No shoulders [MENTION=10068]bull[/MENTION];dog ?
We both have something in common then don't we
Day 1 Deadlift plus accessory lifts
Day 2 Bench plus accessory lifts
Repeat.
1.Squat
pull
push
2. leg-press
leg curl
pull
push
curl
3. Dead
pull
push
farmers
4. once a month 3x3 circuit
+ farmers
I didn't take you for one to use the word 'accessory'
I am shattered
Quickest way to explain it that people understand.
Fuck me, I still don't understand it
Currently doing push/pull/legs four days a week
Day 1 - Legs
Rest
Day 2 - Push
Day 3 - Pull
Rest
Day 4 - Repeat
Day 1 - 5 x 5
Day 2 - accessory work
Day 3 - 5 x 5
Day 4 - accessory work
Day 5 - 5 x 5
Day 6 - accessory work
+ Some for of cardio after every session - sprints/rower/walk/run/boxing
Day 7 will prob include a walk.
With the 5x5 stuff mate, is that full body? Or squat, dead, bench 5x5 on separate days?
Current split for me is what has worked the best and I always go back to it....Reps are always different each week mainly using prilepins table as a base for volume and intensity.

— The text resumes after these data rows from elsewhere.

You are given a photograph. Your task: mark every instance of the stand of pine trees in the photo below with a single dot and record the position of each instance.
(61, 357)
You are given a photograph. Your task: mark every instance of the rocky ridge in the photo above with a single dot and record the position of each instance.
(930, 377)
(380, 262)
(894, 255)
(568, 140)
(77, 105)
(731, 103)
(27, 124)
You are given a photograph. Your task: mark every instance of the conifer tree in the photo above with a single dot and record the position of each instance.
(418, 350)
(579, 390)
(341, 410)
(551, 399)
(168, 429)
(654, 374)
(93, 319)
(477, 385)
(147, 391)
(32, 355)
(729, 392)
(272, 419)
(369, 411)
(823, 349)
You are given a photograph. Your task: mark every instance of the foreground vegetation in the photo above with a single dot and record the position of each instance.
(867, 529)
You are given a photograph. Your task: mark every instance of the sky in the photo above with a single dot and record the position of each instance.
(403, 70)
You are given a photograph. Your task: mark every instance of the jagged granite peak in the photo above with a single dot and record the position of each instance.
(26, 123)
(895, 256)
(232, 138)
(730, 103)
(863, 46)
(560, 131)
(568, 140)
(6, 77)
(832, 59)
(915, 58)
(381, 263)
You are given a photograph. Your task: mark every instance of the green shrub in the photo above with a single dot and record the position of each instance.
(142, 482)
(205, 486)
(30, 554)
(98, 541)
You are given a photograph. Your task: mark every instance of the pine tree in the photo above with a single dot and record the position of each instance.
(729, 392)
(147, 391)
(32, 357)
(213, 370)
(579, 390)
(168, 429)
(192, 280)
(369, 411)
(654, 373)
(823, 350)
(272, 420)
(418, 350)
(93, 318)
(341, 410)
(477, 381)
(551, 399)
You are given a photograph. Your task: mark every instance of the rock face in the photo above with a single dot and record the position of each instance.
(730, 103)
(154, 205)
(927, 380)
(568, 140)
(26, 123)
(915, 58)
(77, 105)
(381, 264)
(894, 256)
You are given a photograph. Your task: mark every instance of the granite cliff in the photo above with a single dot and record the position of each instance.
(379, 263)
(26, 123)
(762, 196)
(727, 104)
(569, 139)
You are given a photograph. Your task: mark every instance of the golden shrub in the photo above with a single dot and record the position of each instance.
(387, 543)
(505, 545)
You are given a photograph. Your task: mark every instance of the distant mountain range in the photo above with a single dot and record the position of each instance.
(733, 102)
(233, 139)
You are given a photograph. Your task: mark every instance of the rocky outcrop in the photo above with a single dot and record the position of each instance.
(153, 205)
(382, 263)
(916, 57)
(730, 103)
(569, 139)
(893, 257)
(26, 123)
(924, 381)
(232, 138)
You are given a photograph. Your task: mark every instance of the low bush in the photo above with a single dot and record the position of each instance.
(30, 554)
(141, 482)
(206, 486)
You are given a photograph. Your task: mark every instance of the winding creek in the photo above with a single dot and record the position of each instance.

Day 1: Upper ( BB Bench, Pendlay rows, DB bench, BW heaves, bis and tris )
Day 2: Rest
Day 3: Lower ( Power cleans, Deads heavy, front squats, GHR, DB Rows, Ab rollouts )
Day 4: Rest
Day 5: Upper ( OHP, Weighted heaves, DB bench, Mixed grip BW chins, bis and tris )
Day 6: Lower ( Power cleans, Squats, Deads light, GHR, Farmers walks, Hanging leg raises )
Day 7: Rest
Seems to be working well even eating at maintenance or ever so slightly above, gaining strength monthly and BW is staying fairly solid at 86-87kg.